What, then, is the special problem of Peretz? Why does he raise the hackles of European immigrants more than other politicos of Middle Eastern origin?

The social agenda of Peretz certainly bothers some people. He favors raising the minimum wage to $1,000 US a month – an increase of nearly 50 per cent – the provision of pensions to all citizens, a steep increase in funds for medical care and a string of other social welfare measures that would improve the life of a million underprivileged Israelis. At the same time, his critics charge, they would bankrupt the economy.

Also making him unacceptable to some is the fondness he displays for socialist terminology that went out of fashion in Israel a generation ago. Alone among the candidates, he speaks about meeting the needs of the proletariat.

But then he has a right to do so.
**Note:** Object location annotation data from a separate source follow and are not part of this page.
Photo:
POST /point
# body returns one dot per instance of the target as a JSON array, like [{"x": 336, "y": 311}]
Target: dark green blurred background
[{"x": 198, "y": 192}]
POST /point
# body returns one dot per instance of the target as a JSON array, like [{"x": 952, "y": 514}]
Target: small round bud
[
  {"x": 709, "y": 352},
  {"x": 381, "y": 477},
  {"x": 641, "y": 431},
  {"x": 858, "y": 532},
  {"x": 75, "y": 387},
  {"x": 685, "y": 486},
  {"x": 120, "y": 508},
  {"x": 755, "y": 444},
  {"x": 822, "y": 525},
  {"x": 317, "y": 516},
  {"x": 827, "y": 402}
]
His two major opponents, Ehud Olmert and Binyamin Netanyahu, grew up with a silver spoon in their respective mouths, while he, in contrast, spent his early years in relative poverty and hasn't forgotten it.
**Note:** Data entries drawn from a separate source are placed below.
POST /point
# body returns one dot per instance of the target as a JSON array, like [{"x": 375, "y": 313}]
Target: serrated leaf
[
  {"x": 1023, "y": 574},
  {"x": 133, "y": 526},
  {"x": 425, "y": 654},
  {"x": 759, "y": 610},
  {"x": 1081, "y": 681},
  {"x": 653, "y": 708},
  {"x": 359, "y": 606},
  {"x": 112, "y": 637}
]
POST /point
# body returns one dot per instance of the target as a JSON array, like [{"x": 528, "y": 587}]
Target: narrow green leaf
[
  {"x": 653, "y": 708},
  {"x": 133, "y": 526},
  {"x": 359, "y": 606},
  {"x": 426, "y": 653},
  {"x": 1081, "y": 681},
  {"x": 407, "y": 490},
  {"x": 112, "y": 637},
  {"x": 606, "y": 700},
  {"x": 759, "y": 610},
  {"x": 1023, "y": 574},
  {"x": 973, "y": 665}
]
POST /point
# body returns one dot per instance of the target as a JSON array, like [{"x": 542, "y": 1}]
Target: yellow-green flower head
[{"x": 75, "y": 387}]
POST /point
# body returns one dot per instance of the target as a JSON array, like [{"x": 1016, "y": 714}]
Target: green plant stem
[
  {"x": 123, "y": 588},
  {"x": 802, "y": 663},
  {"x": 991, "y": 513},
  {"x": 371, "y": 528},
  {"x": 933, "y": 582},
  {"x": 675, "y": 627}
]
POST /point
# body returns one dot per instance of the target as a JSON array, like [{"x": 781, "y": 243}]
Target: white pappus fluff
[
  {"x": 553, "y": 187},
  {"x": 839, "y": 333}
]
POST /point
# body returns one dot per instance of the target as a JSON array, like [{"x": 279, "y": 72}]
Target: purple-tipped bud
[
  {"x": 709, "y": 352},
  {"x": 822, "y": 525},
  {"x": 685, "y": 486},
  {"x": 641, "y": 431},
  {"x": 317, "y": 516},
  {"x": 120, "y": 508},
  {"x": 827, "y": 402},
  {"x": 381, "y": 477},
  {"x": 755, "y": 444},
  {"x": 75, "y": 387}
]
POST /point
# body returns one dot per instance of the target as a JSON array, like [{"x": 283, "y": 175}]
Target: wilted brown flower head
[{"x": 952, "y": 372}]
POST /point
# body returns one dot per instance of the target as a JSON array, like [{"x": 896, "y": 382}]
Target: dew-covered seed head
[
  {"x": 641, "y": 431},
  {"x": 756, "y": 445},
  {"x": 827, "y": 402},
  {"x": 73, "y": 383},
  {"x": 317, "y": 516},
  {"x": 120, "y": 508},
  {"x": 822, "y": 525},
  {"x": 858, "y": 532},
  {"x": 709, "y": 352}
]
This doesn't cut any ice, however, with the immigrants from the former Soviet Union, many of whom – especially the older ones – are living in poverty and would greatly benefit from the reforms favored by Peretz. Indeed, Russia immigrants generally will not even consider voting for "that Moroccan."

Thus, when a Russian-language website recently asked surfers to select their preferred candidates for prime minister, they listed three people: Olmert (Kadima), Netanyahu (Likud) and Avigdor Lieberman (Yisrael Beiteinu). They didn't bother to list Peretz.

With immigrants from the former Soviet Union making up perhaps 20 per cent of the electorate, their hostility is a very serious handicap.

Nechemia Meyers is a freelance writer in Rehovot, Israel.